Publié le 4 mai 2023 par : M. Bayou, Mme Chatelain, Mme Arrighi, Mme Belluco, M. Ben Cheikh, M. Fournier, Mme Garin, M. Iordanoff, M. Julien-Laferrière, Mme Laernoes, M. Lucas, Mme Pasquini, M. Peytavie, Mme Pochon, M. Raux, Mme Regol, Mme Rousseau, Mme Sas, Mme Sebaihi, Mme Taillé-Polian, M. Taché, M. Thierry.
Après l’article 6 decies de l’ordonnance n° 58‑1100 du 17 novembre 1958 relative au fonctionnement des assemblées parlementaires, il est inséré un article 6 undecies ainsi rédigé :
« Art. 6 undecies. – I. – Il est constitué une délégation parlementaire, commune à l’Assemblée nationale et au Sénat, chargée de contrôler les exportations d’armements et de biens à double usage. Elle est composée de six députés et de six sénateurs représentant les différentes sensibilités politiques présentes au Parlement.
« Elle exerce le contrôle parlementaire de la politique du Gouvernement en matière d’exportation de matériels de guerre et matériels assimilés, de transfert de produits liés à la défense ainsi que d’exportation et de transfert de biens à double usage, y compris dans le domaine des programmes de coopération au regard des engagements internationaux de la France.

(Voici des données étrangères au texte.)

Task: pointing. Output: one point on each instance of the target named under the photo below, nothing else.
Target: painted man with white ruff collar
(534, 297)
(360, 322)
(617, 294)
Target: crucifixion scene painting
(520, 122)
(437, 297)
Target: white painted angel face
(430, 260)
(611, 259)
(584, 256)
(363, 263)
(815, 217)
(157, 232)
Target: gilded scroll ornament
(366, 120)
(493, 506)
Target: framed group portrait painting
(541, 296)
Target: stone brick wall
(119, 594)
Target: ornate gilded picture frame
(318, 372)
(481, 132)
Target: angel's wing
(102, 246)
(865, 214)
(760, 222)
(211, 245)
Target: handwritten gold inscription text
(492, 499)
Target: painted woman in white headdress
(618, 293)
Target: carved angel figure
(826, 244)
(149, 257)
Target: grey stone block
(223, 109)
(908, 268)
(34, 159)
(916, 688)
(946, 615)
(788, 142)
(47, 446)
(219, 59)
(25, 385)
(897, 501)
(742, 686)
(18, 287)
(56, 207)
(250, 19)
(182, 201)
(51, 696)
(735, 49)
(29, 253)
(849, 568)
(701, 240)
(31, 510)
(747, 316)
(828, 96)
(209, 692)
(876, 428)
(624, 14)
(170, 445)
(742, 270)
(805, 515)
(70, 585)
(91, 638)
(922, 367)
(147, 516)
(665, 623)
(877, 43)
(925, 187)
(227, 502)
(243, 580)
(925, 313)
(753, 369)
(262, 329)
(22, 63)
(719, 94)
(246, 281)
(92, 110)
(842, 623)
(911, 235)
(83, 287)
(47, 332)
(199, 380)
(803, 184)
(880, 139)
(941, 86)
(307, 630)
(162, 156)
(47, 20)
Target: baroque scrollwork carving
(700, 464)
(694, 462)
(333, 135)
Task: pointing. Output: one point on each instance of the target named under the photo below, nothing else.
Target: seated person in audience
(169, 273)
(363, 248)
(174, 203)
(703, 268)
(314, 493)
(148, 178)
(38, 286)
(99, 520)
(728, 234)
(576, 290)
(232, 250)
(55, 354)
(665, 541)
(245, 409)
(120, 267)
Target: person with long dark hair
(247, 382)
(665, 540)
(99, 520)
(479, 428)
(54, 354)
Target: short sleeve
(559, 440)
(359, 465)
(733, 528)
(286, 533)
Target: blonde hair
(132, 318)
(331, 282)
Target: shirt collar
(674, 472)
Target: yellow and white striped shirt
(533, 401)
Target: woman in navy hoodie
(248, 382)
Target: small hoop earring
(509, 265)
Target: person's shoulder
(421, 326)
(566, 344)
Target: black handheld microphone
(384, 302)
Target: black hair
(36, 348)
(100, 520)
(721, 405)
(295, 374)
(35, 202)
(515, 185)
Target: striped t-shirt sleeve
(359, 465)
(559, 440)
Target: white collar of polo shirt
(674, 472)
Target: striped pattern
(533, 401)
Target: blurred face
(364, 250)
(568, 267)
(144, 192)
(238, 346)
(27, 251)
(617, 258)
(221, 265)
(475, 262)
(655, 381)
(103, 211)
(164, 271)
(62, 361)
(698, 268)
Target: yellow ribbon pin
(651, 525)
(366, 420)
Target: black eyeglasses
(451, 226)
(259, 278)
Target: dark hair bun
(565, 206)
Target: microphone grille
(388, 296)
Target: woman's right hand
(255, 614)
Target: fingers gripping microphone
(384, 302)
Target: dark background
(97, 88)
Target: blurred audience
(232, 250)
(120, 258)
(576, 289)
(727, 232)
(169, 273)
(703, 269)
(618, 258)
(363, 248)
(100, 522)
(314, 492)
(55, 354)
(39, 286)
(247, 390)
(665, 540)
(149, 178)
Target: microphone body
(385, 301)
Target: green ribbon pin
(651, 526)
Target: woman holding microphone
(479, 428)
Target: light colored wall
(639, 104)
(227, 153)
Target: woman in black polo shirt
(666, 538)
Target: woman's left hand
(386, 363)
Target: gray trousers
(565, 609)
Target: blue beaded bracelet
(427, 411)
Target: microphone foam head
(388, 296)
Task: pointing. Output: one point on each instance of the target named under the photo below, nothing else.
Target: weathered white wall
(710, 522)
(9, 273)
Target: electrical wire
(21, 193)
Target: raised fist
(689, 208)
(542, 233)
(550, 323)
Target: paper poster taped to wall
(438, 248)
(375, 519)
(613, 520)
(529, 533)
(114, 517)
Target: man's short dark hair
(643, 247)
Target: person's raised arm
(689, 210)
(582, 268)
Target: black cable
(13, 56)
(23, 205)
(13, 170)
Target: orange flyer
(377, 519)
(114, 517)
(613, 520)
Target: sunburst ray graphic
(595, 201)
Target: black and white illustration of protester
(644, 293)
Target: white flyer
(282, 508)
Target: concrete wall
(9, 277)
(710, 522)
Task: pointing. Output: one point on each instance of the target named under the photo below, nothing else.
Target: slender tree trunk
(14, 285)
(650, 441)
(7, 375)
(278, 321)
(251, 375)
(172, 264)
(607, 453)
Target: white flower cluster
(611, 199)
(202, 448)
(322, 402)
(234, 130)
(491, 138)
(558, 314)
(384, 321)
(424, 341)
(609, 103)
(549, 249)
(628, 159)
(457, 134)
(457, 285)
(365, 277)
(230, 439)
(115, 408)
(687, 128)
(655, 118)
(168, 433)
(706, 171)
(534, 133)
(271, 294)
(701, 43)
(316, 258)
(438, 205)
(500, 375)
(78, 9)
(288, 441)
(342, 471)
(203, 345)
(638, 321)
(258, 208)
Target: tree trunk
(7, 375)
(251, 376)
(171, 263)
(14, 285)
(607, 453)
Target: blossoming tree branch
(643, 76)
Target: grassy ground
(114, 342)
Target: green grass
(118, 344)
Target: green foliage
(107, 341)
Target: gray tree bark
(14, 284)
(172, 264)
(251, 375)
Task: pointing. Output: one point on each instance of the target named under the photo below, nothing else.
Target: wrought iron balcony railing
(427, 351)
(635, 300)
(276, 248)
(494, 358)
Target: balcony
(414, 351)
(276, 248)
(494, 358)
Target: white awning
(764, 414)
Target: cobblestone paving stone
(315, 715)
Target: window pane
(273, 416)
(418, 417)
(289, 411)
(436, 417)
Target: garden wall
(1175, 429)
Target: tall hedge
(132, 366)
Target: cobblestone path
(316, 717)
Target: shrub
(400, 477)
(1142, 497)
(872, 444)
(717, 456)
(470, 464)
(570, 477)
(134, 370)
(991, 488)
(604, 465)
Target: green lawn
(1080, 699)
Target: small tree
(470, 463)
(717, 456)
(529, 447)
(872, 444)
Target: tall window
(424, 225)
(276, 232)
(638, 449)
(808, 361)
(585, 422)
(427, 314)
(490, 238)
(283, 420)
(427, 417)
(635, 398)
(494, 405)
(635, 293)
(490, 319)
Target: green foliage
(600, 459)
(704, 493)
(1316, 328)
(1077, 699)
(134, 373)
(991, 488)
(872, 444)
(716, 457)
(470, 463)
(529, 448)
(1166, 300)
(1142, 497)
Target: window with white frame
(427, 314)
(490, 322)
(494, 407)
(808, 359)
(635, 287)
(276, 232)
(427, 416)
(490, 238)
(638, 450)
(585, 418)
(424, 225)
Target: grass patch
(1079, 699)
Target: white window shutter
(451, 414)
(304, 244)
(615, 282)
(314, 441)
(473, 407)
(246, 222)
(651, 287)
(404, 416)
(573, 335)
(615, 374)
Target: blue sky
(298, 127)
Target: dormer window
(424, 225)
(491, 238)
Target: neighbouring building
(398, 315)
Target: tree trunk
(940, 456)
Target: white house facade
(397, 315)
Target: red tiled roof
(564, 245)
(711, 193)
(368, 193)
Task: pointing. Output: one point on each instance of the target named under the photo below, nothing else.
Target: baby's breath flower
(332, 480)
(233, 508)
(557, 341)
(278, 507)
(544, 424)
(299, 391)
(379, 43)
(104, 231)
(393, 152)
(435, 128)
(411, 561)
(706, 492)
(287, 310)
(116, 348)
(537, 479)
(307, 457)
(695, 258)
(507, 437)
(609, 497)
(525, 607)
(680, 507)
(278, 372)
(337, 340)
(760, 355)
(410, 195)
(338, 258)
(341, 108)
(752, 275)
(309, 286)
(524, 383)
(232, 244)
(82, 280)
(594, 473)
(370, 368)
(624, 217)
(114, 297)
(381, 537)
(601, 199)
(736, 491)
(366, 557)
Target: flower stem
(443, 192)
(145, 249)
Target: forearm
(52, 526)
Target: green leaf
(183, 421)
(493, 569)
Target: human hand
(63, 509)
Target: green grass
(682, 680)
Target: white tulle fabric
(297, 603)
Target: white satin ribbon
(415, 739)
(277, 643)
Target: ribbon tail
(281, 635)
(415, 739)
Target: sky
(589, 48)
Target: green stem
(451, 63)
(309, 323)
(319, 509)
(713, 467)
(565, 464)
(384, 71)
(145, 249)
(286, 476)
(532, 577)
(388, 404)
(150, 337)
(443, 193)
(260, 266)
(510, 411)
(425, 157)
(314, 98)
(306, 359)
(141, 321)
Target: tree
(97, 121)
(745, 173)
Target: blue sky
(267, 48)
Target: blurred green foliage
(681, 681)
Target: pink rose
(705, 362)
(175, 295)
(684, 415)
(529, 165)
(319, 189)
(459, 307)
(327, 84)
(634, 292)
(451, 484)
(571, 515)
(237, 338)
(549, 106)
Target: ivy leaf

« II. – À cette fin, le Gouvernement transmet à la délégation toutes informations nécessaires à l’accomplissement de sa mission, concernant notamment la délivrance des autorisations d’exportation et de licences relatives aux matériels de guerre et assimilés ainsi qu’aux biens à double usage, le type et le nombre d’équipements exportés, les destinataires finaux, les utilisateurs finaux, l’utilisation finale déclarée, les notifications de refus, toutes mesures de suspension, modification ou abrogation de licence ainsi que leur justification. Le Gouvernement avertit, sous un délai de quinze jours, la délégation parlementaire des licences accordées.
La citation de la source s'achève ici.